Hey Rosetta! may reach their lofty goals, but it seems like the only thing holding them back is the point that they don't sound too far removed from other successful international bands of ilk. Squint your ears hard enough, and lead singer Tim Baker sounds a lot like that guy from Coldplay. So when you consider Hey Rosetta!'s influences, they are worn quite proudly on the band’s sleeves. That's not necessarily a bad thing, but there's an overarching feeling of familiarity on this record, which may leave you a bit cold. Still, even if these songs sound like they could belong elsewhere, they are quite muscular and the work of an outfit that certainly knows its way around an anthemic hook or refrain. Also, for an album that is relatively long, it is astounding that the songs hang together well – there’' nothing here that you could call "filler", everything is in its right place and every track contributes to the overall flow of the record.

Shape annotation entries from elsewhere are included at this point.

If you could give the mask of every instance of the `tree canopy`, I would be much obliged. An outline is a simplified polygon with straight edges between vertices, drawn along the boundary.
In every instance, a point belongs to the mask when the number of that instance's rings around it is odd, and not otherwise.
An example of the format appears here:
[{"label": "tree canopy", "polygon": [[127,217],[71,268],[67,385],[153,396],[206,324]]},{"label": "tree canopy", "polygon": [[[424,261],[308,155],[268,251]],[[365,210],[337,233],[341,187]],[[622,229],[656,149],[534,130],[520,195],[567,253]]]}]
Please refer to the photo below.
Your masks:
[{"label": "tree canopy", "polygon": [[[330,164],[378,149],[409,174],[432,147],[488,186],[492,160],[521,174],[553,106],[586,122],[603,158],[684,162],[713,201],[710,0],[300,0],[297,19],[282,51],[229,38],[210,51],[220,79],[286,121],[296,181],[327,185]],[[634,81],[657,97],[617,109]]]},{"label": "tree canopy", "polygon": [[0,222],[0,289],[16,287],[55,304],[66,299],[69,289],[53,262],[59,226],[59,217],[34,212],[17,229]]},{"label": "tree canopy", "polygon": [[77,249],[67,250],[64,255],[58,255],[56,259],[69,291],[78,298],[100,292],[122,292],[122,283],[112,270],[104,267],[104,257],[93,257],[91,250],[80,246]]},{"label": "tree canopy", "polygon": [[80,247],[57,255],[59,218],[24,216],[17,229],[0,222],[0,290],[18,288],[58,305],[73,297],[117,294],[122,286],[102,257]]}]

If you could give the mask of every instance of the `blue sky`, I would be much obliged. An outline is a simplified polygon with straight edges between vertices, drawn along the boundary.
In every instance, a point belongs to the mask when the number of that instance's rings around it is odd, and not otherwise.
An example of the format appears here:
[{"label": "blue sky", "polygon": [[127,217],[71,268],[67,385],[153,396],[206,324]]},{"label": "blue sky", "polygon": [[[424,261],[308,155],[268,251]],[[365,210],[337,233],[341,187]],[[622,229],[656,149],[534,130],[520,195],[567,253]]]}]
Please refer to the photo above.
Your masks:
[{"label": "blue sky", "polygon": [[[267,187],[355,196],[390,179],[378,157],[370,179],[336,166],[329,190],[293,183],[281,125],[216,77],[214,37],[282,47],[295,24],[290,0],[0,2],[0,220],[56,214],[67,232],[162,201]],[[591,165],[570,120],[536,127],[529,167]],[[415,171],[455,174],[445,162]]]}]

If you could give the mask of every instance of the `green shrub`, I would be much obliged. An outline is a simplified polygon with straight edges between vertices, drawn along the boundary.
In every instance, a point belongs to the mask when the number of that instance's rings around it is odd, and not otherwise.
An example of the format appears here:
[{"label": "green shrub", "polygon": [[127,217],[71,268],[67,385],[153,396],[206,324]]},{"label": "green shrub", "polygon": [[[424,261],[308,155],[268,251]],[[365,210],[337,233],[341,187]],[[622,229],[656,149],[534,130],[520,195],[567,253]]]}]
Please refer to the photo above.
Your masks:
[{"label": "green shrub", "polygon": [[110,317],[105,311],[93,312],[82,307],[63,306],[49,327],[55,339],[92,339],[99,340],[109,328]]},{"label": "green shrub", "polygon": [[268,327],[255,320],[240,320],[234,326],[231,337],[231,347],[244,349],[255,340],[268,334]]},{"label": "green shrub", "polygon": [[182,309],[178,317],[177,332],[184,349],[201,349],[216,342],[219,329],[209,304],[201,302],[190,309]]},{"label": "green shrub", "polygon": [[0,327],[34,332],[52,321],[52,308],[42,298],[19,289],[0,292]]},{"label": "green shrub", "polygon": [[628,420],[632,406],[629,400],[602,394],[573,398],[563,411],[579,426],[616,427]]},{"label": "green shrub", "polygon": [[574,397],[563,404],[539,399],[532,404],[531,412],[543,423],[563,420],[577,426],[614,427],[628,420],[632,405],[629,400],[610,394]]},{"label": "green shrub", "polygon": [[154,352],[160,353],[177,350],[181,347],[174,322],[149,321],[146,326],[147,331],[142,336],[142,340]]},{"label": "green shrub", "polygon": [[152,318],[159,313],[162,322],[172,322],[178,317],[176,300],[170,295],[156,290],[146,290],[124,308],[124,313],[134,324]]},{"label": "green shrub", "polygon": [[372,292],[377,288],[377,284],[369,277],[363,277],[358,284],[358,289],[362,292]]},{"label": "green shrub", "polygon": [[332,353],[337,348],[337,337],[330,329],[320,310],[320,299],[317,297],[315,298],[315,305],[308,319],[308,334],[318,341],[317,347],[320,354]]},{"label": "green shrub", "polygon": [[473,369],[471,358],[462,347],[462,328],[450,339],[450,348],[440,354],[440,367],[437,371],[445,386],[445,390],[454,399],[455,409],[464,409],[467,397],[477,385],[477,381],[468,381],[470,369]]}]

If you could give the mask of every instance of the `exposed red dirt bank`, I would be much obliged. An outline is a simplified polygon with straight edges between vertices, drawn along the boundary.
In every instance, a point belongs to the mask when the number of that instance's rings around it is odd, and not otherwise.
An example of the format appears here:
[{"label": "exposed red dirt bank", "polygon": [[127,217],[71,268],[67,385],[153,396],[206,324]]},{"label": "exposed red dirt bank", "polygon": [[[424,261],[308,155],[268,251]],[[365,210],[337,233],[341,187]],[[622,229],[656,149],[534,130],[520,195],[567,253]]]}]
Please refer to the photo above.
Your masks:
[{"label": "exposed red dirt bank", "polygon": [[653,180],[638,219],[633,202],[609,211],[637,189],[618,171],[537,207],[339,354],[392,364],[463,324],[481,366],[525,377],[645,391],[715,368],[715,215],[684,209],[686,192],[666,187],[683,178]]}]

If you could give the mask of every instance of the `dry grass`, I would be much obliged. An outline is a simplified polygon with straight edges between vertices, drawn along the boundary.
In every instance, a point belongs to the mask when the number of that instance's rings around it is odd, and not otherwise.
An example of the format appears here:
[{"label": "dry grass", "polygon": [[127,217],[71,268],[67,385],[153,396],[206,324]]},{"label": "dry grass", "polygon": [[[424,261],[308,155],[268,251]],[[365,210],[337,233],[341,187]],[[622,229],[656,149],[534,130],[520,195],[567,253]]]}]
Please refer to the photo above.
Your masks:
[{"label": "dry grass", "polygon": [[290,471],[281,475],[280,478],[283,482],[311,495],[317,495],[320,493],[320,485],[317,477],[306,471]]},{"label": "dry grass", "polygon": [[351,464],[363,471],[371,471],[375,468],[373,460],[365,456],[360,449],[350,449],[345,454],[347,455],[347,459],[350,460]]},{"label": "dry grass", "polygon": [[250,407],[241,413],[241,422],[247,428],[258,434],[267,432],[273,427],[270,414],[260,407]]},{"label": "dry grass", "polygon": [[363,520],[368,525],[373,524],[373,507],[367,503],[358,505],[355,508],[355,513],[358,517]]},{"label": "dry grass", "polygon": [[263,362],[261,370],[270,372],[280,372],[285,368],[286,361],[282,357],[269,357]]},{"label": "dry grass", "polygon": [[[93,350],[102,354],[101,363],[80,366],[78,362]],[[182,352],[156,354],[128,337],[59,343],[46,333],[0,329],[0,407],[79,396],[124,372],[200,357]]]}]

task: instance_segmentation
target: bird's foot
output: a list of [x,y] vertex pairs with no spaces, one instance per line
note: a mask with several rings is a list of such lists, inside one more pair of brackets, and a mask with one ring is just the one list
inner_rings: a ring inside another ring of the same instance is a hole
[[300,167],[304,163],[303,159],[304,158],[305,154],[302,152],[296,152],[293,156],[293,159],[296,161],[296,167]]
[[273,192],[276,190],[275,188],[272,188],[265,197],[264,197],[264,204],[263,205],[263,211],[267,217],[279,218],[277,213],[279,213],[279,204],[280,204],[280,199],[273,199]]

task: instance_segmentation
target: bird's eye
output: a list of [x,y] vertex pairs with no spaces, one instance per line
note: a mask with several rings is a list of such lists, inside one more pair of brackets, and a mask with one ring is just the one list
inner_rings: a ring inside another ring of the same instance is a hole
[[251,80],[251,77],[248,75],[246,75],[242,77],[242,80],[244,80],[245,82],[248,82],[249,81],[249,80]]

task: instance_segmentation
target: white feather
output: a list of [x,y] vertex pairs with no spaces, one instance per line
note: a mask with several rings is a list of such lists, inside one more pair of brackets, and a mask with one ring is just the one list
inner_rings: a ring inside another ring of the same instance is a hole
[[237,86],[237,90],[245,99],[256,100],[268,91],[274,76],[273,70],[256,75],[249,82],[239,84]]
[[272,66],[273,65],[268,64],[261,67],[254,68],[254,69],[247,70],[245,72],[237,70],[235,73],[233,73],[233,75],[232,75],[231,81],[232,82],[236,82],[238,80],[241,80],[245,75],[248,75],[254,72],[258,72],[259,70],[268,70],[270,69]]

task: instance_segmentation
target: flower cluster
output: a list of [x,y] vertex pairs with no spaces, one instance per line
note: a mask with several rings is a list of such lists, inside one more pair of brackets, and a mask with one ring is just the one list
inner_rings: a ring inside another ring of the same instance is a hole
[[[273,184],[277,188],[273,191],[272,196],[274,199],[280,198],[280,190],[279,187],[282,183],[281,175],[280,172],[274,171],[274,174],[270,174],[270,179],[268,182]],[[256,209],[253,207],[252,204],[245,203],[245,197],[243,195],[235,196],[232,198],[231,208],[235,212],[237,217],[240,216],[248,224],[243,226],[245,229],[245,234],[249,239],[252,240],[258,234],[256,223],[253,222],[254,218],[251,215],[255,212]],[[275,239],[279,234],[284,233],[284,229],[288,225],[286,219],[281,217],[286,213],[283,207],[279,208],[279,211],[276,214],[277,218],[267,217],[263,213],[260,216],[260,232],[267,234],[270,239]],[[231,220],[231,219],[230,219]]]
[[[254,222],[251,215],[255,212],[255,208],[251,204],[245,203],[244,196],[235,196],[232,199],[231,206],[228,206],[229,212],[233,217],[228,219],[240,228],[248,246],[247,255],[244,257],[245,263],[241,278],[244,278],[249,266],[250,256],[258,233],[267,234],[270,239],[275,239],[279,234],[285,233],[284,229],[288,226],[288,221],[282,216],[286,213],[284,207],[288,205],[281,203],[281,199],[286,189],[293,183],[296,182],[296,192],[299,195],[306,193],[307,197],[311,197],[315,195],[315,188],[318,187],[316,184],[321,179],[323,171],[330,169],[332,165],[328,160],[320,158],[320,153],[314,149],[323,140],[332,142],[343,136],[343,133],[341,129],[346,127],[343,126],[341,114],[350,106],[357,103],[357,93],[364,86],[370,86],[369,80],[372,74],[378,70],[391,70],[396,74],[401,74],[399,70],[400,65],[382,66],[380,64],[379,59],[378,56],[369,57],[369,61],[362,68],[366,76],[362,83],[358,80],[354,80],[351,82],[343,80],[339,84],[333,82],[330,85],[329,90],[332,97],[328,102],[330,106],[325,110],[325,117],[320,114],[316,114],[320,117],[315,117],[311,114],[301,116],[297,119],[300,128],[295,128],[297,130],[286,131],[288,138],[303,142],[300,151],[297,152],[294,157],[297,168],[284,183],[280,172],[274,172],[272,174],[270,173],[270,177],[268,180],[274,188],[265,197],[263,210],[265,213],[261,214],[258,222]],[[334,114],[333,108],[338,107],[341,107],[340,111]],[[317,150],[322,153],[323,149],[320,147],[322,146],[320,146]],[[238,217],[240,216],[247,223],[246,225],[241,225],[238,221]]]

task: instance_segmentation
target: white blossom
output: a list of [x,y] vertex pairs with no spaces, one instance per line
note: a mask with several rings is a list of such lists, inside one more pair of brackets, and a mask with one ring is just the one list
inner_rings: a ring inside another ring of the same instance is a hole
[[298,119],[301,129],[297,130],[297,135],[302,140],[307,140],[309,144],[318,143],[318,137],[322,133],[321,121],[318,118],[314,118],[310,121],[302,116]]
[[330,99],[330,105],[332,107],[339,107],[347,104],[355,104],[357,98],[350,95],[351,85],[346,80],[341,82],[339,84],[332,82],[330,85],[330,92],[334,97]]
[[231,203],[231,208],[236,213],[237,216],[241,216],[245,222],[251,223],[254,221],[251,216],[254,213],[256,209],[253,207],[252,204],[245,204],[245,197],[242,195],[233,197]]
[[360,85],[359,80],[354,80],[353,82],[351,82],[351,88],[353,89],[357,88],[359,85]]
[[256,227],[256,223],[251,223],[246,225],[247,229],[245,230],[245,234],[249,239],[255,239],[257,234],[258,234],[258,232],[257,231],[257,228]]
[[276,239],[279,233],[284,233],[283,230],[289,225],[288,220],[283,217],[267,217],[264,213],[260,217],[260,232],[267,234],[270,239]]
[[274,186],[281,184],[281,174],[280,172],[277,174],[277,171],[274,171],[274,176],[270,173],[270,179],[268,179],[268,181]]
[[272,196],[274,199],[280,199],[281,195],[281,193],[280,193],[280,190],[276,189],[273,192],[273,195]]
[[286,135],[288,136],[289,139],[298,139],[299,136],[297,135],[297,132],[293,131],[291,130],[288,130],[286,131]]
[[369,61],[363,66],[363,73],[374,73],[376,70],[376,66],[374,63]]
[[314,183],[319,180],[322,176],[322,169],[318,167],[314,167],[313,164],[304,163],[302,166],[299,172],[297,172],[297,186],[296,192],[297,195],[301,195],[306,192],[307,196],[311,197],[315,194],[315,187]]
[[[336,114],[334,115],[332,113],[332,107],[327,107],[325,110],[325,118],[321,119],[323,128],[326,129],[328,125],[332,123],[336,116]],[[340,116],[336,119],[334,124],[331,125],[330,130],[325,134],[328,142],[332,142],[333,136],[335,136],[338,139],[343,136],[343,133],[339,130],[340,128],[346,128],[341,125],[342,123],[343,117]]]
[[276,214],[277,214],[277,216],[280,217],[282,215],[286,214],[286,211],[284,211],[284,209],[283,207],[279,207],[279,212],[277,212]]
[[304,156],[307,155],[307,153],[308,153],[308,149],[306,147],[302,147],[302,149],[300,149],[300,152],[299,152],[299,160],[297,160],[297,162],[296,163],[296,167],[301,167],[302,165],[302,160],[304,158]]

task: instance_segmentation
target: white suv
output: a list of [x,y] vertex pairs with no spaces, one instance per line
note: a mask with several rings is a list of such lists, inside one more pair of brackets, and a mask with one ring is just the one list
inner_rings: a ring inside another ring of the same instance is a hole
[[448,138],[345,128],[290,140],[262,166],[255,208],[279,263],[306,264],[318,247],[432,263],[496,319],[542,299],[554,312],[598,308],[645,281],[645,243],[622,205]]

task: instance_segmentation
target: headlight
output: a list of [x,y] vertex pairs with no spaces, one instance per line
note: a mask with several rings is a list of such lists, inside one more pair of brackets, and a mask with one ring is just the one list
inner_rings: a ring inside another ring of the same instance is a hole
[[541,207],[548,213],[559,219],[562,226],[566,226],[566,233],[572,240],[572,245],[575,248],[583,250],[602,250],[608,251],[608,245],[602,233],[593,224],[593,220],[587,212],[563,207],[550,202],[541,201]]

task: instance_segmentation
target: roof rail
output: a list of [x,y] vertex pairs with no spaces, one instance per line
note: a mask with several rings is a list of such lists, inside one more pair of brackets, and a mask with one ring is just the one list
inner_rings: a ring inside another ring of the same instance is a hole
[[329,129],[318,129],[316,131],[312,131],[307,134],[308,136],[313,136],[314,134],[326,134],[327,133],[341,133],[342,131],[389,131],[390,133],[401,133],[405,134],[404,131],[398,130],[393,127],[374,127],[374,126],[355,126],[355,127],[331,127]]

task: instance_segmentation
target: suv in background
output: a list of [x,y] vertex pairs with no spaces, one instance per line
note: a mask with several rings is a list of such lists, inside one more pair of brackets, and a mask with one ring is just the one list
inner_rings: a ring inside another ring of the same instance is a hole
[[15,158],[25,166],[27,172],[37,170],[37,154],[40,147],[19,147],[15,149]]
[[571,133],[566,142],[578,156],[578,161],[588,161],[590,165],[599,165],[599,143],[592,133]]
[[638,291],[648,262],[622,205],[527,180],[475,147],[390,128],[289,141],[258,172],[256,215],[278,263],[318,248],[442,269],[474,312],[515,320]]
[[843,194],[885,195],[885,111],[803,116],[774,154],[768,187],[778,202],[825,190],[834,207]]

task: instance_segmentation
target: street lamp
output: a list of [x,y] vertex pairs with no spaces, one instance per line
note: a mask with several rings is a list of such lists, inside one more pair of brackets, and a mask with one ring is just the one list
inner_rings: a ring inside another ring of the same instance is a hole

There's a reason why Hey Rosetta! winds up on Polaris shortlists (if not to be a token band from Newfoundland, which isn't exactly a mainstream musical hotbed in Canada). Hey Rosetta! is a group with strong roots (considering they make roots music and all), and certainly make an aesthetically emotional and agreeable sound. It'll be interesting to see if the rest of the world catches up with the success this outfit is having on their home soil, but, if they do, the pleasing music that is made on Second Sight, a thing of fragile, broken beauty, will be the key ingredient that will bring Hey Rosetta! to the international forefront.